Война же шла с нарастающим ожесточением. Даже то, что в апреле Конгресс Соединённых Штатов официально объявил о вступлении в войну на стороне Антанты, не заставило немцев опустить руки.
В мае наши войска, поддержанные болгарами и сербами, взяли Будапешт, а в августе — Вену. Почти одновременно германские войска ухитрились взять Париж, но надежды их руководства не оправдались. Французское Правительство просто покинуло столицу, а армия продолжила сражаться. Причём они не просто оборонялись, нет, 1 сентября Париж был отбит обратно!
И вот после этого, наконец, Берлин согласился капитулировать. Раньше даже, чем в Европу должны были отправиться первые транспорты с американскими войсками.

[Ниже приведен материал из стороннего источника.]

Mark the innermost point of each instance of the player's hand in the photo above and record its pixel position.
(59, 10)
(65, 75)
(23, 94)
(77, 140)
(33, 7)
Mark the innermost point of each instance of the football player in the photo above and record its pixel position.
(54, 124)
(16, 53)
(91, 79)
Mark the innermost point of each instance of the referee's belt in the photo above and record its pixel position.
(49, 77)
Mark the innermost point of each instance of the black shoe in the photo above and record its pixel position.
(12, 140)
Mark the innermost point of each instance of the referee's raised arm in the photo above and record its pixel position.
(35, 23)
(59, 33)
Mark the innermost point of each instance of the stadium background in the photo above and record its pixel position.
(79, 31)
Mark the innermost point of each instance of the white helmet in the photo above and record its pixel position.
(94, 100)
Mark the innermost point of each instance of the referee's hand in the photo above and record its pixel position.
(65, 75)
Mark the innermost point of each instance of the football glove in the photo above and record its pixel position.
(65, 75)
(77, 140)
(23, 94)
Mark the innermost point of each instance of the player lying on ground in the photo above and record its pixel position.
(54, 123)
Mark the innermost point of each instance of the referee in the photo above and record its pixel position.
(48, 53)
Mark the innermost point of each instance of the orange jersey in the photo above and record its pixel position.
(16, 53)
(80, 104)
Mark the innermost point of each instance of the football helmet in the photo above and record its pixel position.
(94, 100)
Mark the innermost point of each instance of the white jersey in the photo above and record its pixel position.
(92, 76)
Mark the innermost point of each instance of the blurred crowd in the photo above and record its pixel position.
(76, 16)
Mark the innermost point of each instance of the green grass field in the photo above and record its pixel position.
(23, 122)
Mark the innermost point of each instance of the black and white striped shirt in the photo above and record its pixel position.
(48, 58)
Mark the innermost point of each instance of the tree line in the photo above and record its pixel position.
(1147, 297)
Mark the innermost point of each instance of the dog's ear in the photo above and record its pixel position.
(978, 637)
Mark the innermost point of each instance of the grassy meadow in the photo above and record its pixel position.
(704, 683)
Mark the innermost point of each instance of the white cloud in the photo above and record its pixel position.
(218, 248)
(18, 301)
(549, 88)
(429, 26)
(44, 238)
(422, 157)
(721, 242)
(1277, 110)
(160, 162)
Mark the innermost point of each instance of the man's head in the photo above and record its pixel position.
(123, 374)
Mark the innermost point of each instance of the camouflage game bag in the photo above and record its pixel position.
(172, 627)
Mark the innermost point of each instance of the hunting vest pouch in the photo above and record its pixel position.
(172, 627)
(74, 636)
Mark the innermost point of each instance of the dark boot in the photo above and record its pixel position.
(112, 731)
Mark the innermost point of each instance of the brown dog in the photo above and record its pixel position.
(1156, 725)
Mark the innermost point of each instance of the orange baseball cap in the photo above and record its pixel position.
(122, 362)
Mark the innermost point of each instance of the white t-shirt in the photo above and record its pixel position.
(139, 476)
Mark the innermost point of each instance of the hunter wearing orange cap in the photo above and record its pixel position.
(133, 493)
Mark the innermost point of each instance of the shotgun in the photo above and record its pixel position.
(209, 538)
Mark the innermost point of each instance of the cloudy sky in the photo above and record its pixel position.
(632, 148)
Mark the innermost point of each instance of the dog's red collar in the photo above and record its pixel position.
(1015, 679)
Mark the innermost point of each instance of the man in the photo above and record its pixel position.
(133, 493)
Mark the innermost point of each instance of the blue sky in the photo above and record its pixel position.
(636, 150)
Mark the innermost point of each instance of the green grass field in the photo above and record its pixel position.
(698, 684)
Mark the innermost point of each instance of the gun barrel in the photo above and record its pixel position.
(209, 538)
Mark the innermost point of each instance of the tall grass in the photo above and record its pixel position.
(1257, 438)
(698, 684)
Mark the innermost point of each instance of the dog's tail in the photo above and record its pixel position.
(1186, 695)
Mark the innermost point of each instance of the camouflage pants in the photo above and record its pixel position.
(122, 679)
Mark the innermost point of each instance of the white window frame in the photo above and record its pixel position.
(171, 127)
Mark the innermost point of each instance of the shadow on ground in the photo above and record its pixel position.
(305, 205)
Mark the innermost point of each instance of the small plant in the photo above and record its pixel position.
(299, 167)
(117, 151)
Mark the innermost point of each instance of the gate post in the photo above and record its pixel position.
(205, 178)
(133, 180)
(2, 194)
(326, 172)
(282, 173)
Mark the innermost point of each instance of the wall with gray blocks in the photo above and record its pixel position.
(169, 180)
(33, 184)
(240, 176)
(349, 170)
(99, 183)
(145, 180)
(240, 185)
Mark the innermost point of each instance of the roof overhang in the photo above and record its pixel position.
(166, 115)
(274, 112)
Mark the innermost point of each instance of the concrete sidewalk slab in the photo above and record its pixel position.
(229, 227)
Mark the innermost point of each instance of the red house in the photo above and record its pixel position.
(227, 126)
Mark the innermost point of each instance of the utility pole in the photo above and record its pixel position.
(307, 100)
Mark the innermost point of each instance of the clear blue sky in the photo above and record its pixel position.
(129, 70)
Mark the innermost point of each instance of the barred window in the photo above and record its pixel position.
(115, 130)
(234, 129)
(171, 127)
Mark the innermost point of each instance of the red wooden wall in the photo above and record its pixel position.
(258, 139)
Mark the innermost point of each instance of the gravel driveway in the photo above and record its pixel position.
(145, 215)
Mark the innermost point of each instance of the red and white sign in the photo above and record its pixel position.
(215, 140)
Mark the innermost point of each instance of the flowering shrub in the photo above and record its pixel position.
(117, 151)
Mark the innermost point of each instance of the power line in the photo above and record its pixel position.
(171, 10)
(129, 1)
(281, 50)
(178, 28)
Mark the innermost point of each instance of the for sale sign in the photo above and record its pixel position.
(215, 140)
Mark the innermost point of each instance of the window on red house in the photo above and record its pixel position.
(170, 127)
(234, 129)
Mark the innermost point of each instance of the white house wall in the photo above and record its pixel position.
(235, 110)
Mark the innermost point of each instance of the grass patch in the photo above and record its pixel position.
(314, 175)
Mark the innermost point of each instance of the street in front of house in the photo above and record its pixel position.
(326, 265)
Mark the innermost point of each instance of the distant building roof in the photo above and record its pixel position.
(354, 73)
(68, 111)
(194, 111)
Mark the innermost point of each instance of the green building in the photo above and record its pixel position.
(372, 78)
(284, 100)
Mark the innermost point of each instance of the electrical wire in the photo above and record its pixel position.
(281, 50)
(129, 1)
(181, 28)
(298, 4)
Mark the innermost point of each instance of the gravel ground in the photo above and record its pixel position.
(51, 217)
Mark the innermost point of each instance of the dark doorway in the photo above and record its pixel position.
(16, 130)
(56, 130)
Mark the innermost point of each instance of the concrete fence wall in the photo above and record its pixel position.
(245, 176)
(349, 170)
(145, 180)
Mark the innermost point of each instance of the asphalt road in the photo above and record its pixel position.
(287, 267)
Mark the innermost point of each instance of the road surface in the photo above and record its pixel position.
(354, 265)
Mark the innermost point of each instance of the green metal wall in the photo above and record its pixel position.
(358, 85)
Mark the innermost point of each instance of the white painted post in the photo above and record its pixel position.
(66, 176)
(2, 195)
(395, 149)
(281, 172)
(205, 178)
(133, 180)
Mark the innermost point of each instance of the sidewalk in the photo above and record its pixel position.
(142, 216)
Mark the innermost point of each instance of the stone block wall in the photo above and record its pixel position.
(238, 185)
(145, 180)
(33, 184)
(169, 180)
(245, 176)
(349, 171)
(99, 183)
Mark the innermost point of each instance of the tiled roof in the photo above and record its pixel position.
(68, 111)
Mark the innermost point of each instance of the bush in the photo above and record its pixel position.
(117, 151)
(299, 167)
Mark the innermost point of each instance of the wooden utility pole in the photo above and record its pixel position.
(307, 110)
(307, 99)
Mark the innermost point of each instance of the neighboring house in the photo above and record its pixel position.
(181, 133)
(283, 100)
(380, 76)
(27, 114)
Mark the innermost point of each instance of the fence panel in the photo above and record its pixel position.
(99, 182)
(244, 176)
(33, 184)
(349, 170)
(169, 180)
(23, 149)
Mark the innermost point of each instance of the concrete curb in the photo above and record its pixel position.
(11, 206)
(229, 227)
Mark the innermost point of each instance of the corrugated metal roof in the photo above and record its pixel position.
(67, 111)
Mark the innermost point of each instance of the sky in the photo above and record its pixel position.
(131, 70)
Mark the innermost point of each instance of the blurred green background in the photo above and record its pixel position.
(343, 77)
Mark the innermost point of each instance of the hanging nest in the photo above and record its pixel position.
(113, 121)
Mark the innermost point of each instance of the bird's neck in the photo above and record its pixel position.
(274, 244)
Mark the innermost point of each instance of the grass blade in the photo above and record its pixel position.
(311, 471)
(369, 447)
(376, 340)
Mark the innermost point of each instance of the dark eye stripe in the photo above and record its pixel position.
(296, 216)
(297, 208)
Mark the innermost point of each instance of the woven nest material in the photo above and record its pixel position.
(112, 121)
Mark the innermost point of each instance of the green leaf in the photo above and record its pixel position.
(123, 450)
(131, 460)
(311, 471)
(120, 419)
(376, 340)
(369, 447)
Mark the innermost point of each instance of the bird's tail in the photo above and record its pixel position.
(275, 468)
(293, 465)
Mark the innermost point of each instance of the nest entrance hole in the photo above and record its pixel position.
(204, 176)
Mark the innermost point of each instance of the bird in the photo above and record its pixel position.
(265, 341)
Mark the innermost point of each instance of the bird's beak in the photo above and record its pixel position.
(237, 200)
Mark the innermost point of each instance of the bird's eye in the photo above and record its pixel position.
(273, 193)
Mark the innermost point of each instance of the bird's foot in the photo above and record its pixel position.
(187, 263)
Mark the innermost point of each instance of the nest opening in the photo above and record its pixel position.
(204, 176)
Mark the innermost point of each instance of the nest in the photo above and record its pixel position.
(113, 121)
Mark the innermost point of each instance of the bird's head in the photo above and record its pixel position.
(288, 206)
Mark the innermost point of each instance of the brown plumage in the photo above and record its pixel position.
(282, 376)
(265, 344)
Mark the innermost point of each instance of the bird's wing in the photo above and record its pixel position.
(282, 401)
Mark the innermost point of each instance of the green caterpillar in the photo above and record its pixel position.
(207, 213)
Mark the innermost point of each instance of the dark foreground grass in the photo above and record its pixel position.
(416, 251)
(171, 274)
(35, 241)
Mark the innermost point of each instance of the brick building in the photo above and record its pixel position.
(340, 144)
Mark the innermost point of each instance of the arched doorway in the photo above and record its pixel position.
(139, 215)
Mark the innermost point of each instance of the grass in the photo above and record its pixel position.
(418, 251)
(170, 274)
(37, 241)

Дополнительным бонусом для меня стало требование западных партнёров подписать закон «О территориях опережающего развития». Тот самый «культурный развод», о котором мы договаривались в Хапаранде, предусматривал довольно значительные кредиты предприятиям нашего Холдинга. Вот чтобы я мог их гарантированно вернуть, как и то, что американцы ещё до войны инвестировали в сибирские проекты, и понадобилось это «юридическое обеспечение».
Да, господа, война окончена, революции так и не случилось, но теперь нам предстоит «выиграть мир». И потому законы про ТОР мы аккуратно распространили и на Крайний Север, Дальний Восток, Харбин, Северный Афганистан и значительную часть остального Туркестана.
— Ещё раз прошу простить, господа, что вам пришлось подождать! — сказала Ксения Александровна, первой войдя в зал. А пропустивший её Сандро пояснил:
— Моя жена с этого дня — Регент при наследнике. Император Николай II скончался около часа назад.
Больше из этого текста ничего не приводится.